The media rights firm he established, MP & Silva, was the product of a process which began many years earlier with Radrizzani selling primitive sports videos in Asia; a simple idea that tapped into a lucrative market. The value of MP & Silva when Radrizzani left the company last year has been well documented. It is no bad thing to have a specialist in that field on board at a time when the sale of broadcasting rights in English football is increasingly open to change. And it is no surprise that Radrizzani wants to be free to run the club in his own manner, free from a 50-50 partnership with Cellino.

Infrastructure, still, is only part of the battle. Elland Road is in need of renovation and has been for years, and staff at Thorp Arch have been looking for upgrades to United’s training ground for some time but there is equal scope for more careful management of the club’s coaching staff and squad. This is the fourth time in four years that Leeds have reached the close-season without first making a firm commitment to the incumbent manager or head coach. There is enough noise in the background to suggest that the club will handle Monk in a different way to Brian McDermott, Neil Redfearn or Steve Evans and talks are planned for this weekend, but the delay in backing him creates an atmosphere where someone like Kyle Bartley – a balanced, unassuming character – feels compelled to ask what the club are playing at. The tone of the defender’s comments last weekend could not have been clearer; retain Monk or Bartley won’t be back. Not that anyone has spoken to Bartley about returning anyway.

Bartley was one of four loanees in Monk’s squad against Norwich City, only one of whom – Pontus Jansson – is signed for next season. Two others are out of contract after Sunday’s game at Wigan and five have 12 months remaining on their deals. Squad-building has not been a recent strength at Elland Road. Jansson, Chris Wood and Luke Ayling provide longer-term backbone but Leeds might anticipate offers for at least two of those players during the summer window.

Resisting bids and convincing the players concerned to ignore them will depend on creating an environment which says this season’s dalliance with the play-offs was not a one-off.

Head coach Garry Monk. PIC: Jonathan Gawthorpe

On reflection, Monk’s squad was built for this season. Much has been said about January failing to strengthen his arm and it was, with hindsight, a month in which Leeds could have been braver. Monk wanted Sergi Canos, who joined Brentford from Norwich for £2.5m, and Canos made that fee seem like a bargain when Brentford beat Leeds at Griffin Park last month.

As an alternative, United loaned Alfonso Pedraza from Villarreal; a deal which committed the club to signing the winger for more than £8m if they were promoted this season. Pedraza has had his moments but at no stage has he looked like three times the footballer Canos is. One deal would have cost up front.

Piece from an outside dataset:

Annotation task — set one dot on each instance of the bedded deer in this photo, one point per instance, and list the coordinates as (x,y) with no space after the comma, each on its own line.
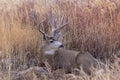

The other was done on the never-never. Brentford have the benefit of Canos next season while Pedraza heads home to Spain.

The summer transfer window was no different; a period in which Leeds dealt within relatively tight limits.

Co-owner Massimo Cellino. PIC: Simon Hulme

In light of restricted transfer funds and a modest wage bill, their recruitment was exceptional but it will be a challenge to find a Bartley or Jansson in that way again. It will be challenge for Monk to attempt to deliver for a second time without an increase in the playing budget and a few more gambles. He will surely say as much when he and the club sit down to talk.

This is new territory for Radrizzani, an area of business unlike most others and which prior to January he had never seen at close range. The appointment of Ivan Bravo to the board last week lends him the voice of someone who witnessed the inner workings of Real Madrid and the suggestion this week that more additions to the senior management team at Elland Road are coming cannot be bad thing. There is no denying the progress made or the fact that Leeds need more.